C/1855 L1 (Donati)

Discovery
- Discovered by: Giovanni B. Donati
- Discovery site: Florence, Italy
- Discovery date: 3 June 1855

Designations
- Alternative designations: 1855 II

Orbital characteristics
- Epoch: 17 May 1855 (JD 2398720.5)
- Observation arc: 14 days
- Number of observations: 49
- Aphelion: 79.259 AU
- Perihelion: 0.5676 AU
- Semi-major axis: 39.913 AU
- Eccentricity: 0.98578
- Orbital period: 252 years
- Inclination: 156.871°
- Longitude of ascending node: 262.231°
- Argument of periapsis: 22.488°
- Last perihelion: 30 May 1855
- Next perihelion: ~2097
- T_{Jupiter}: –0.726

Physical characteristics
- Comet total magnitude (M1): 11.3
- Apparent magnitude: 8.0 (1855 apparition)

= C/1855 L1 (Donati) =

Long-period comet

Comet Donati, formally designated as C/1855 L1, is a long-period comet that has an orbital period of approximately 252 years. It was the second comet discovered in 1855, and the first of five comets discovered by Italian astronomer, Giovanni Battista Donati.

== Discovery and observations ==
The comet was discovered by Giovanni Battista Donati on the night of 3 June 1855, describing the comet without a nucleus nor a tail, which was seemingly fainter than Messier 13. Independent observations were also made by Charles Dien, Jr. and Wilhelm Klinkerfues the following day.

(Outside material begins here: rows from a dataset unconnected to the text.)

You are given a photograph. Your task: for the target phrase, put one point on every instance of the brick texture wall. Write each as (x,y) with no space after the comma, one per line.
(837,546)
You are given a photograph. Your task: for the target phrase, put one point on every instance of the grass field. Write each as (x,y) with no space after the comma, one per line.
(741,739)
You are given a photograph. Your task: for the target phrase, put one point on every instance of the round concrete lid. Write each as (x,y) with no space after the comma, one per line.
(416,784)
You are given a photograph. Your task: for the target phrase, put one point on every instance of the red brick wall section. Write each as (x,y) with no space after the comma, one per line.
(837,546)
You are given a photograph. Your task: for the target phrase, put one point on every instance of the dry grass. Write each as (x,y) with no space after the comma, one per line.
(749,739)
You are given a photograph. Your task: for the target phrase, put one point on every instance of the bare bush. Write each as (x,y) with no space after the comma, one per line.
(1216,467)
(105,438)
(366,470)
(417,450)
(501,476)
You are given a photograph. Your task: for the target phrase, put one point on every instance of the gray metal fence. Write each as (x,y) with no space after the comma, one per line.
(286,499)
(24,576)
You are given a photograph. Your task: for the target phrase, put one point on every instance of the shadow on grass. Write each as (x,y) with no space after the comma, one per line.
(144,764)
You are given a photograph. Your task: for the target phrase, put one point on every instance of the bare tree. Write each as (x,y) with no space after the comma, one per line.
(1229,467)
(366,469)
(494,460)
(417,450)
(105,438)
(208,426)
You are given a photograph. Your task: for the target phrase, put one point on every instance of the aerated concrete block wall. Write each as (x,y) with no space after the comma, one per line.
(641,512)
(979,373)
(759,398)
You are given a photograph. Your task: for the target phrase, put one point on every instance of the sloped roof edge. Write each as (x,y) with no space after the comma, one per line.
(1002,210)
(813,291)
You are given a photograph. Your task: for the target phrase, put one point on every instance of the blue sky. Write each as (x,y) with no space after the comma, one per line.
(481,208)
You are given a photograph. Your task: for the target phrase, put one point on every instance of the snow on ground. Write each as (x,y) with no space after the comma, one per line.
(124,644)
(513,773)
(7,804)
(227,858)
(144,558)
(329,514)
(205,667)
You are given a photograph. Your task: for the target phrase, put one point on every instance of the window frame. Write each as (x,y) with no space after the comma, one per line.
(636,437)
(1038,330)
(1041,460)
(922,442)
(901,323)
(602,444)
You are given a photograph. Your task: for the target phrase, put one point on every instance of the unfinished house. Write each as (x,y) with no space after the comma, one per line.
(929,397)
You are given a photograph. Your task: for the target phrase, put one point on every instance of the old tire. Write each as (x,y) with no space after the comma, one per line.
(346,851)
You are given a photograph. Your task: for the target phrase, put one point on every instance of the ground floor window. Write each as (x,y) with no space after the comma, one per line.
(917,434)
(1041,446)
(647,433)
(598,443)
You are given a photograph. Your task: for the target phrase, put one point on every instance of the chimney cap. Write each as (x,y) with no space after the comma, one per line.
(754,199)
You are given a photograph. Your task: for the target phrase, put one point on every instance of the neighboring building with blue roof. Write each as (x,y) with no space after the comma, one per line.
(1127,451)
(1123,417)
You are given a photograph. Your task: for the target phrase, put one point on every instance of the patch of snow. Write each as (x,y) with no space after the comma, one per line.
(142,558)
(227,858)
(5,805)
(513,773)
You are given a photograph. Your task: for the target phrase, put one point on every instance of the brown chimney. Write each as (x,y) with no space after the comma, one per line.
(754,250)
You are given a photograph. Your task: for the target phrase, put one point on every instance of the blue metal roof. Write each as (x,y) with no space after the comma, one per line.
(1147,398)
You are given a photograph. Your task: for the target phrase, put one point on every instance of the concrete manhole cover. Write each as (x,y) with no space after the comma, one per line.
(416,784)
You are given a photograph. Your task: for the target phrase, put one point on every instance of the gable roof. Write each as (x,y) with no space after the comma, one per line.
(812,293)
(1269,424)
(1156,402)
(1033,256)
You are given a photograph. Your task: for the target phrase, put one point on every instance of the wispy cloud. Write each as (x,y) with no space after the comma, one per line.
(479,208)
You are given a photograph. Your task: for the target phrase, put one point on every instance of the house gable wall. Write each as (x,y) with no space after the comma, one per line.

The comet was already on its outbound flight upon discovery, where observers noted it had faded significantly by June 14. It was last observed from Germany on 30 June 1855.

== Orbit ==
The first orbital calculations by Karl Christian Bruhns and Donati initially yielded an orbital period lasting 493 years, where the latter had concluded its similarity with C/1362 E1 and may had indicated its possible return to the inner Solar System. However, in 1916, George van Biesbroeck later revised this to 252 years, with gravitational perturbations of Venus and Saturn being considered, and thus concluded that it is unlikely that the comets of 1362 and 1855 were the same object.